Vladimir Kovačić

Personal information
- Full name: Vladimir Kovačić
- Date of birth: 6 March 1950
- Place of birth: Zagreb, Croatia, Yugoslavia
- Position: Goalkeeper

Senior career*
- Years: Team / Apps / (Gls)
- 1967–1974: Dinamo Zagreb
- 1974–1977: Hamburger SV / 6 / (0)
- 1977–1980: Wuppertaler SV / 94 / (0)

= Vladimir Kovačić =

Croatian footballer (born 1950)

Vladimir Kovačić (born 6 March 1950) is a retired Croatian footballer. He primarily played for Dinamo Zagreb within the Yugoslav First League as well as for Hamburger SV and Wuppertaler SV within the Bundesliga and 2. Bundesliga throughout the 1970s.

==Career==
Kovačić began his senior career at Dinamo Zagreb in the 1967–68 Yugoslav First League. However, he was overshadowed by Bosnian goalkeeper Fahrija Dautbegović for a long time whom he only had to replace occasionally as Dautbegović was firmly within the Starting XI of the club. Throughout his time in Croatia, he was also goalkeeper of NK Zagreb at some point. In 1974, he moved to the Bundesliga to play for Hamburger SV to act as second goalkeeper behind Rudi Kargus, becoming the first Croatian to play for the club. After making his debut in the top flight of German football for the 1974–75 season in the 4–0 away win against Wuppertaler SV in April 1975, he had to wait until January 1977 in a 4–4 draw against Borussia Dortmund before he was allowed to play again for when Kargus was injured, only making six appearances in total. As a substitute, he supported the team in their victory at the 1975–76 DFB-Pokal and at the following 1976–77 European Cup Winners' Cup which saw career highs for the club. Notably, during the 1976–77 season, on 5 February 1977, he was the goalkeeper in a 5–3 thrashing against Rot-Weiss Essen that would lead to their relegation that season.

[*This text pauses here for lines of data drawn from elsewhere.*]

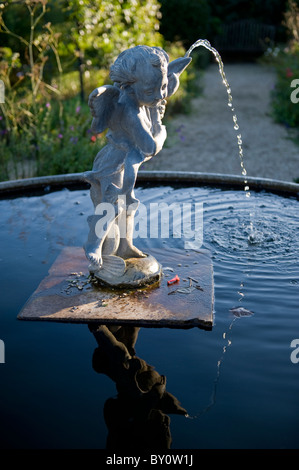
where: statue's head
[110,46,169,107]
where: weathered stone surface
[18,247,214,329]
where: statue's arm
[125,111,166,157]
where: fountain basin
[0,172,299,449]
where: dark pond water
[0,186,299,449]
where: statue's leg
[84,172,122,270]
[116,203,146,259]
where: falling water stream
[185,39,252,196]
[185,39,256,419]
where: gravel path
[146,64,299,181]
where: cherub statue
[84,46,191,284]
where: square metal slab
[18,247,214,329]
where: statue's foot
[85,246,103,270]
[119,245,146,259]
[104,183,121,205]
[126,194,139,209]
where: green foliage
[264,0,299,128]
[271,50,299,128]
[161,0,211,48]
[0,0,202,180]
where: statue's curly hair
[110,46,169,87]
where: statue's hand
[157,100,166,119]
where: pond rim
[0,171,299,199]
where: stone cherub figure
[84,46,191,283]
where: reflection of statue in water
[89,324,187,450]
[84,46,191,283]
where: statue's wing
[88,85,120,134]
[167,57,192,96]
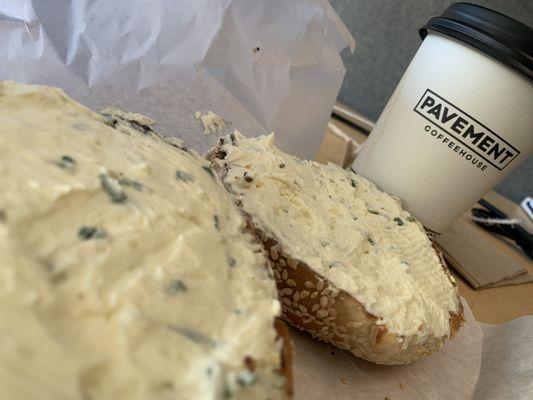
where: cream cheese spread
[216,132,460,341]
[0,82,283,400]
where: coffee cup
[353,3,533,233]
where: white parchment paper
[0,0,355,158]
[291,300,533,400]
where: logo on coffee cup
[414,89,520,171]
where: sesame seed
[287,258,298,269]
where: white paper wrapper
[291,300,533,400]
[0,0,355,158]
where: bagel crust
[208,132,463,364]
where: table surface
[316,115,533,324]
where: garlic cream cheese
[0,82,283,400]
[212,132,460,342]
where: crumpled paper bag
[0,0,355,158]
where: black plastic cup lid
[419,3,533,82]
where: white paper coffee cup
[353,3,533,232]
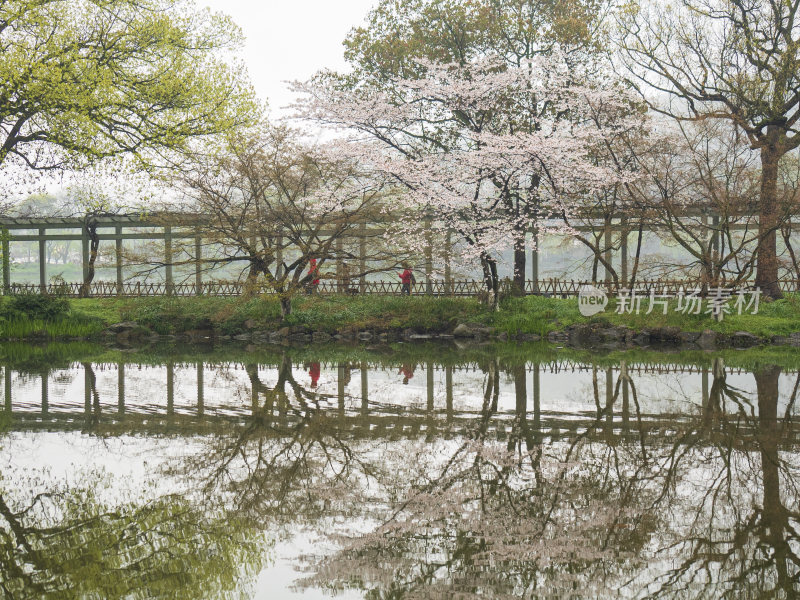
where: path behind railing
[8,279,800,298]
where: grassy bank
[0,295,800,339]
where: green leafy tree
[0,476,264,599]
[0,0,254,182]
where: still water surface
[0,345,800,599]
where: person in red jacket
[306,258,319,294]
[308,363,320,388]
[397,265,416,296]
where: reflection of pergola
[6,361,800,449]
[0,213,450,296]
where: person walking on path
[397,265,416,296]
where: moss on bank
[0,294,800,339]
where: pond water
[0,344,800,599]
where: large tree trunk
[79,219,100,298]
[512,228,526,296]
[755,365,797,598]
[281,296,292,319]
[481,255,500,310]
[756,139,783,298]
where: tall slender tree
[618,0,800,298]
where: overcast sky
[196,0,377,116]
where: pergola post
[603,218,612,284]
[358,221,367,294]
[3,365,11,413]
[164,225,175,296]
[361,361,369,416]
[425,219,433,296]
[117,362,125,415]
[39,228,47,294]
[619,219,629,286]
[194,232,203,296]
[197,361,205,417]
[275,235,283,278]
[531,225,539,294]
[167,363,175,415]
[0,229,11,294]
[114,225,122,296]
[81,222,89,296]
[42,373,50,417]
[425,361,433,415]
[444,230,453,295]
[444,367,453,421]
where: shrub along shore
[0,294,800,348]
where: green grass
[0,294,800,339]
[491,294,800,337]
[71,296,491,334]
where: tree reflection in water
[0,350,800,599]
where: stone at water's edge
[108,321,139,333]
[695,329,717,350]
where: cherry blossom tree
[295,53,641,306]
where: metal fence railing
[2,279,800,298]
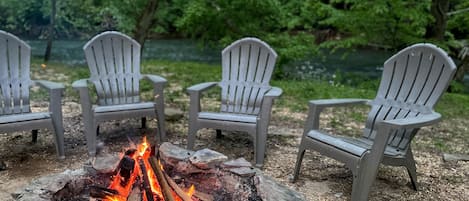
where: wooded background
[0,0,469,81]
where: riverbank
[0,61,469,200]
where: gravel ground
[0,100,469,200]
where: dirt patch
[0,101,469,201]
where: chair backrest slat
[83,31,141,105]
[220,38,277,114]
[363,44,456,150]
[0,31,31,115]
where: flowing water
[26,39,469,88]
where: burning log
[90,186,119,199]
[116,149,136,186]
[148,157,174,201]
[138,157,154,201]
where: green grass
[31,60,469,120]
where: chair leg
[352,162,379,201]
[216,129,223,139]
[51,117,65,159]
[85,123,99,156]
[156,97,166,143]
[142,117,147,129]
[31,130,38,143]
[405,149,418,191]
[254,122,267,168]
[291,144,305,182]
[187,124,198,150]
[83,114,99,156]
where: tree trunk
[133,0,158,49]
[427,0,449,40]
[44,0,57,62]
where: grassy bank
[35,61,469,118]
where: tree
[133,0,158,49]
[44,0,57,62]
[309,0,431,49]
[176,0,318,64]
[427,0,449,41]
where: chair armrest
[32,80,65,119]
[304,98,370,131]
[264,87,283,98]
[32,80,65,90]
[309,98,370,108]
[379,112,441,129]
[187,82,218,94]
[72,79,88,90]
[142,74,168,84]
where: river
[26,39,469,86]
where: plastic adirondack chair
[0,30,65,159]
[72,31,166,156]
[187,38,282,167]
[292,44,456,200]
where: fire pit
[14,139,304,201]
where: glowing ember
[104,137,195,201]
[186,185,195,197]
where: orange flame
[186,184,195,197]
[104,137,195,201]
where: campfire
[90,137,203,201]
[12,138,305,201]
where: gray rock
[230,167,256,177]
[164,108,184,121]
[443,153,469,162]
[12,169,86,201]
[159,142,194,164]
[93,154,120,173]
[222,158,252,168]
[254,170,306,201]
[189,149,228,169]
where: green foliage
[176,0,318,64]
[310,0,431,48]
[447,0,469,39]
[0,0,101,38]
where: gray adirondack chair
[0,30,65,159]
[72,31,166,156]
[293,44,456,200]
[187,38,282,166]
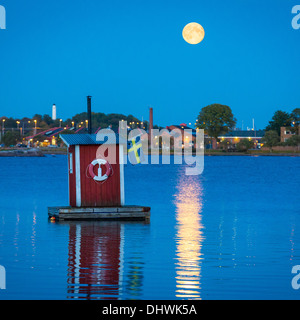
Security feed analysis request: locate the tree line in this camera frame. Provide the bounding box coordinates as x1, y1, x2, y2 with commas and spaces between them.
195, 103, 300, 150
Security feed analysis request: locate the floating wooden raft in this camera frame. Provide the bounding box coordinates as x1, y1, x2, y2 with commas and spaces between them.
48, 206, 150, 220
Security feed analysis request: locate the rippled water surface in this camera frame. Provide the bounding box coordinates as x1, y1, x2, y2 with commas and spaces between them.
0, 156, 300, 299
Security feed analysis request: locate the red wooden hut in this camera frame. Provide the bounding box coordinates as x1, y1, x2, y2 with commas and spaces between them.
60, 133, 125, 208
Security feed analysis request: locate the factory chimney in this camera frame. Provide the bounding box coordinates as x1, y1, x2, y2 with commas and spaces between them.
148, 108, 153, 146
87, 96, 92, 134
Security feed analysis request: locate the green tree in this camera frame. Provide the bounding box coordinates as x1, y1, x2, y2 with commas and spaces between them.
262, 130, 280, 151
266, 110, 292, 135
2, 131, 19, 147
196, 103, 236, 141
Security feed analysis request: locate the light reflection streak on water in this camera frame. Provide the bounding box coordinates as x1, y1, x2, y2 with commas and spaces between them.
175, 175, 203, 299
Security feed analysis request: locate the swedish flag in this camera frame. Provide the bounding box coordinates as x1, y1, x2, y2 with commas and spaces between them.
128, 136, 145, 164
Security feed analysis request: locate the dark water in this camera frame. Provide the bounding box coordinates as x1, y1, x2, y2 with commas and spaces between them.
0, 156, 300, 299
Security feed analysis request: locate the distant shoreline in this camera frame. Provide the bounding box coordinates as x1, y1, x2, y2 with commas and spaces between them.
0, 148, 300, 157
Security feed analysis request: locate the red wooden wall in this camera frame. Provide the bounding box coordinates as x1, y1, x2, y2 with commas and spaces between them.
69, 145, 121, 207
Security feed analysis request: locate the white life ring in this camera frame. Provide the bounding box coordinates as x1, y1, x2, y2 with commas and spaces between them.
88, 159, 112, 181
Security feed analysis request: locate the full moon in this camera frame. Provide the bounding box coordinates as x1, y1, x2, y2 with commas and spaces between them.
182, 22, 205, 44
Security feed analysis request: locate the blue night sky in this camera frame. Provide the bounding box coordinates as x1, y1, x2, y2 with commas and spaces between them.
0, 0, 300, 129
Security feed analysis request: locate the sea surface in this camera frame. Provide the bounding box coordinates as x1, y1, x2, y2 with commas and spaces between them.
0, 155, 300, 300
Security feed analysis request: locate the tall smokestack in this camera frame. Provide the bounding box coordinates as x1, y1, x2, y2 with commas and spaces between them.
87, 96, 92, 134
149, 108, 153, 146
52, 103, 56, 120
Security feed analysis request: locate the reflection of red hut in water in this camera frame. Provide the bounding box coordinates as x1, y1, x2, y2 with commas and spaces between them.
68, 223, 122, 299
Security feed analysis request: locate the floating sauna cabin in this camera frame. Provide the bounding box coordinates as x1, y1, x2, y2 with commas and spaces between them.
48, 130, 150, 220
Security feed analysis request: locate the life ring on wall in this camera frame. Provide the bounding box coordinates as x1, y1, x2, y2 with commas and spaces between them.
88, 159, 112, 181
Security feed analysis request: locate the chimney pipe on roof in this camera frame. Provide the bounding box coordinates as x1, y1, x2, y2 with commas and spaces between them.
149, 108, 153, 146
87, 96, 92, 134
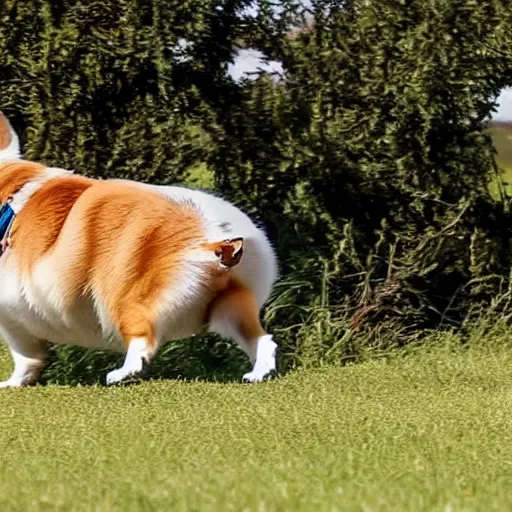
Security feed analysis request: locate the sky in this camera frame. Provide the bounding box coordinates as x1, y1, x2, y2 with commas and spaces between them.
229, 50, 512, 121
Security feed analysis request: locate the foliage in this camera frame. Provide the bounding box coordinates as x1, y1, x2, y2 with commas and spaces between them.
0, 0, 247, 182
212, 0, 512, 368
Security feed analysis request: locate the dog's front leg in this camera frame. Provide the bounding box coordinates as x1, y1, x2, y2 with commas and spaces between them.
0, 326, 48, 388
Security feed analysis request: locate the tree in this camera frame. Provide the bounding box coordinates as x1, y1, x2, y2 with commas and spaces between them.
212, 0, 512, 361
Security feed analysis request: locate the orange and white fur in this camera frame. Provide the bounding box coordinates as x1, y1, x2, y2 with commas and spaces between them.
0, 113, 277, 387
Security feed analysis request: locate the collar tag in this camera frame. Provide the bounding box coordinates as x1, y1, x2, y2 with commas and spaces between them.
0, 203, 16, 255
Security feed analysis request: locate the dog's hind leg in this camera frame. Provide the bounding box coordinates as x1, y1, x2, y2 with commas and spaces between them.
208, 281, 277, 382
0, 327, 48, 388
106, 307, 158, 384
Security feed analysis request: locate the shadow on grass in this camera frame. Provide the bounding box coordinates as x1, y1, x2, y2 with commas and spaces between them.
41, 336, 251, 386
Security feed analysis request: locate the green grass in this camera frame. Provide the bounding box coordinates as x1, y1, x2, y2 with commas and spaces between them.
0, 345, 512, 512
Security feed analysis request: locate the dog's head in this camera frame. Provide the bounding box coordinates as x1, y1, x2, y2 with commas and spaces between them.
0, 112, 21, 163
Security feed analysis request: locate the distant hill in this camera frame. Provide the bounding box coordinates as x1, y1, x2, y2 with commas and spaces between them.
487, 121, 512, 182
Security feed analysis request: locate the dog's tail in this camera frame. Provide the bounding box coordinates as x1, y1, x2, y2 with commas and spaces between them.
0, 112, 21, 162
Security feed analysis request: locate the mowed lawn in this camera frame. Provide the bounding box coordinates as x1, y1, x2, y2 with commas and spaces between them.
0, 346, 512, 512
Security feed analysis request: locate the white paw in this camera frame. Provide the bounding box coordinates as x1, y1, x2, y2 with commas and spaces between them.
242, 366, 276, 382
0, 379, 23, 389
107, 368, 137, 386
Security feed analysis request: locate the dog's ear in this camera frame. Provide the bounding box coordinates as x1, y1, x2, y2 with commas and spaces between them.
0, 111, 12, 151
215, 238, 244, 268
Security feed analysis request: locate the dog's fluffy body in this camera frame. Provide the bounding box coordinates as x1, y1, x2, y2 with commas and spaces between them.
0, 114, 277, 387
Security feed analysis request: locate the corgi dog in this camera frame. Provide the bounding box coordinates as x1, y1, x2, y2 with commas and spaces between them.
0, 113, 277, 388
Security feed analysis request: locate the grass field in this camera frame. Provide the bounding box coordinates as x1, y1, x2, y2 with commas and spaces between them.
0, 345, 512, 512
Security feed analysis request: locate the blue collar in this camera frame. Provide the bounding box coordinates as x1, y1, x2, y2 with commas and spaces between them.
0, 203, 16, 255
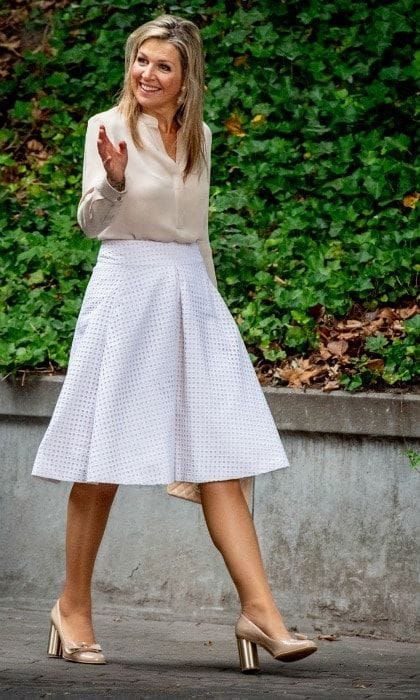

In 1977, Kovačić accepted an offer from Wuppertaler SV, which had been relegated to the 2. Bundesliga since 1974. Within the club, he replaced Fritz Stefens within the Starting XI and established himself as the regular goalkeeper. After narrowly missing out on promotion last year as third in the table, he only achieved a midfield place in the North Division with the team centering around Bernhard Hermes, Helmut Lausen and Günter Pröpper. As a result, the club slipped further, and at the end of the 1979–80 season, Die Löwen were relegated to the Oberliga West as the bottom of the table with Kovačić retiring from the club.